Applying from Outside of Turkey

If you are outside of Turkey, you must get a job offer letter and/or contract first. Then, in coordination with your employer, you must submit a work visa application at a Turkish embassy or consulate in your home country or where you legally reside. Your application, and your employer’s application, must happen within ten business days of each other. After the employer’s application and your application are approved, you will get your work visa, which you will use to travel to Turkey, receive your work permit, and go to work. Learn more about applying for a work permit from outside of Turkey.

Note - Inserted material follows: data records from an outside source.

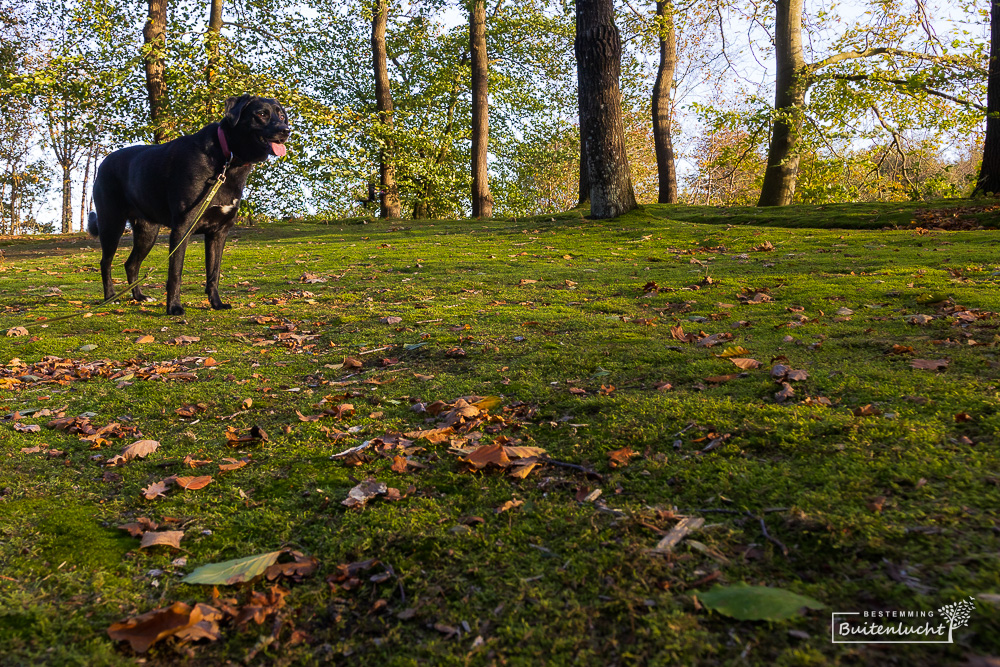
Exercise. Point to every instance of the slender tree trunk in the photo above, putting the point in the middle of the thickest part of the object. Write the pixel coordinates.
(212, 39)
(482, 200)
(663, 105)
(789, 99)
(389, 196)
(989, 173)
(83, 194)
(67, 210)
(598, 54)
(154, 37)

Applying from Inside of Turkey

If you are inside Turkey and have completed at least six months of legal residence, you can also apply for a work permit. Again, you must first have a job offer from an employer.

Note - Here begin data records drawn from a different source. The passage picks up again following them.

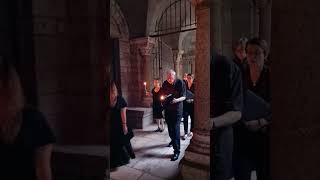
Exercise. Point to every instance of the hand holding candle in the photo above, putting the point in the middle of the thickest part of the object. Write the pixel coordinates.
(145, 86)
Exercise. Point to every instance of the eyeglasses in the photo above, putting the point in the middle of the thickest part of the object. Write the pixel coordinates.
(255, 53)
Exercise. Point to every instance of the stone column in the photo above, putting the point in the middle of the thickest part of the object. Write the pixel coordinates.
(295, 129)
(144, 46)
(180, 63)
(216, 37)
(264, 9)
(175, 62)
(196, 162)
(254, 19)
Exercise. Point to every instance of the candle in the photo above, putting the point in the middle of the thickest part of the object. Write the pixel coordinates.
(145, 86)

The requirements and process are the same as for an application from outside of Turkey, except that you and your employer will make your applications directly to the Çalışma ve Sosyal Güvenlik Bakanlığı (Ministry of Labor and Social Security)

since there is no need for you to get a work visa (since you are already in Turkey). When you apply from inside of Turkey, your employer, and your, must submit your applications within six business days of each other. Learn more about applying for a work permit from inside of Turkey.

Category 2: Independent Work Permits for an Indefinite period

This category of work permits is “independent,” because you don’t have to have a specific employer to get work permits. It is “indefinite” because it doesn’t have to be renewed every year. However, certain reporting requirements exist. For example, you will need to report any changes of employer, and changes of address. There are two types of independent, and indefinite, work permits.

Unlimited Work Permits

If you have legally worked in Turkey for at least five years, or legally lived in Turkey for at least eight years, without interruption, you are eligible to apply for an unlimited work permit. This type of work permit enables you to work for any employer you want, and change from employer to employer without having to get a new work permit. Learn more about unlimited work permits.

Independent Work Permits

This type of work permit is for entrepreneurs, who intend to set up a company in Turkey. It enables you to work for six months to set up your company. Once your company is established, your work permit will be extended with an indefinite duration. To be eligible, you must first live in Turkey for at least five years without interruption. There isn’t a set “process” for this type of work permit, and it will require submitting a business plan, among other documents, to the Ministry of Labor and Social Security. Learn more about independent work permits.

Restricted Professions

Some professions may only be practiced by Turkish citizens. They are:

  • Dentist, midwife, nurse, or pharmacist
  • Veterinarian
  • Hospital Director
  • Lawyer
  • Public Notary
  • Security Guard
  • Sea Captain, Merman, Fisherman, or Diver
  • Customs Consultant.


Your Work Permit is Only for a Single Employer

If you have a dependent work permit, you cannot change from one employer to another with the same work permit. If you get another job, you will have to get another work permit to work for your new employer. If you have an independent work permit, and change employers (or change your address), you must notify the local office of the Ministry of Labor and Social Security.

Useful Telephone Numbers

You can contact the Ministry of Labor and Social Security using their national customer service number, which, from within Turkey, is 170. From outside of Turkey, call +90 216 170 1122.  If you will be working at a University, contact the Council of Higher Education, at +90 312 298 7000.


So it is best to seek counsel from a Turkish legal professional.